Neurotransmitter-Stimulated Ion Transport Across Cultured Bovine Mammary Epithelial Cell Monolayers

Abstract

Bovine mammary epithelial (BME-UV) and myoepithelial (BMM-UV) cell lines were acquired with the goal of developing an in vitro model of mammary epithelia for the study of ion transport. The bovine mammary cell lines were successfully cultured on commercially available permeable supports, and results suggest that mammary epithelial cells, but not myoepithelial cells, form tight junctions necessary to perform a barrier function. Electrogenic ion transport was not observed in basal conditions.
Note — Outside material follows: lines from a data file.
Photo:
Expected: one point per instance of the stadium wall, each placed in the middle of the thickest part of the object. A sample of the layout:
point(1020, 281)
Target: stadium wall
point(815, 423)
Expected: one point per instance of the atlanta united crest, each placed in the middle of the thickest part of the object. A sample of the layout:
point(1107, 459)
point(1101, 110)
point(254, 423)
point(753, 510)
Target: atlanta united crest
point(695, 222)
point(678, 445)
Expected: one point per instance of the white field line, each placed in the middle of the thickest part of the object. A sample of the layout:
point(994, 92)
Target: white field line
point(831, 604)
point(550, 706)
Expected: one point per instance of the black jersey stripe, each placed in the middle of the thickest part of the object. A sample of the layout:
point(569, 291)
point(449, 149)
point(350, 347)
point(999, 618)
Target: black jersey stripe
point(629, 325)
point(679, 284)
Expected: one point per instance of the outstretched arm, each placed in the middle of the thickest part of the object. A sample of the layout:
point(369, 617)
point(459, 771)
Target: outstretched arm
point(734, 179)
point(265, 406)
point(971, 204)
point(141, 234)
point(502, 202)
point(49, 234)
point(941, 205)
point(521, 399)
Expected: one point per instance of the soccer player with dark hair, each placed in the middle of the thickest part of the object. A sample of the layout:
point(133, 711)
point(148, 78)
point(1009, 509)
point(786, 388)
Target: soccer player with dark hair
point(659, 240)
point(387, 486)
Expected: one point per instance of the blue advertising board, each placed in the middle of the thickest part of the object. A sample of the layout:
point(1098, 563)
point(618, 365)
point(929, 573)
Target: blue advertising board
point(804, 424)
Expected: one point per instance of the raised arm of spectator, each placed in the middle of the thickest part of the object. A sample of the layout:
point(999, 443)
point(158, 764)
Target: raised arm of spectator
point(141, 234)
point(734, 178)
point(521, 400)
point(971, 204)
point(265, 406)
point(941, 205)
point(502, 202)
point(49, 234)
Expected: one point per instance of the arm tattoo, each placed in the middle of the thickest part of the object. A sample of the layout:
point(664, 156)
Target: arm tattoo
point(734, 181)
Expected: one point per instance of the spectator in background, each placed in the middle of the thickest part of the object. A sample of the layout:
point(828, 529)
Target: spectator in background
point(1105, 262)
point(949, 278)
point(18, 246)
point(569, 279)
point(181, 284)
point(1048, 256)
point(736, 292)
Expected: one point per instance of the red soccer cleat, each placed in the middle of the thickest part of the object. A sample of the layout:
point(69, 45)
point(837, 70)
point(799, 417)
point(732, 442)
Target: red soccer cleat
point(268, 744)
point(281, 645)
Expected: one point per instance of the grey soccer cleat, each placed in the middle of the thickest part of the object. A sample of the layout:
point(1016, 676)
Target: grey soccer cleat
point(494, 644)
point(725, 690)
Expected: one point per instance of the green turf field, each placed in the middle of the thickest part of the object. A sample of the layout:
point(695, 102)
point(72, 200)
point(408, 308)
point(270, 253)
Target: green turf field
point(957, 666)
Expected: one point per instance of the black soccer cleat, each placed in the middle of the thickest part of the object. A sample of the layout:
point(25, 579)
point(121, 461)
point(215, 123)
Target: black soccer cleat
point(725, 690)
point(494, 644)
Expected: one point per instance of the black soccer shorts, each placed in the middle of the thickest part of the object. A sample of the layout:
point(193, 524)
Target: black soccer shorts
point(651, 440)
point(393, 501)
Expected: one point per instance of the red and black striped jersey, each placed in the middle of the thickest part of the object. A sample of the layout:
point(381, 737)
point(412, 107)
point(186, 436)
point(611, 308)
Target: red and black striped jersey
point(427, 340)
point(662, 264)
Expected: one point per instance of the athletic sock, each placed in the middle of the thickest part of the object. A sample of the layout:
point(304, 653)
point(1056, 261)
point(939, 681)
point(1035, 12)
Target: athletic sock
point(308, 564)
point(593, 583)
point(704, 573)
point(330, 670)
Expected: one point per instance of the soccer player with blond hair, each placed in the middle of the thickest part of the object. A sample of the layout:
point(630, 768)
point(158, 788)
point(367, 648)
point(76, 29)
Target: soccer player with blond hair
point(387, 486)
Acute exposure to norepinephrine or forskolin caused prototypic increases in short circuit current accompanied by a reduction in transmural resistance indicative of anion secretion through a conductive pathway. Bumetanide and N-(4-methyphenylsulfonyl)- N’-(4-trifluoro- methylphenyl)urea, inhibitors of Na+/K+/Cl– cotransport and cystic fibrosis transmembrane conductance anion channels, respectively, reduced forskolin-stimulated ion transport. Amiloride, an inhibitor of epithelial sodium channels, had no effect on basal or forskolin-stimulated ion transport. However, naturally occurring and synthetic corticosteroids induced the expression of amiloride sensitive current indicative of sodium absorption. Chronic exposure to increased apical ionic strength and/or reduced carbohydrate concentration were associated with reduced transepithelial resistance although forskolin-stimulated ion transport was unaffected. These results demonstrate that neurotransmitters and steroid hormones act directly on bovine mammary epithelial cells to acutely and chronically modulate the volume and composition of their secretions. The in vitro system that we describe can be further exploited to characterize cellular and molecular mechanisms associated with mammary function in health and disease.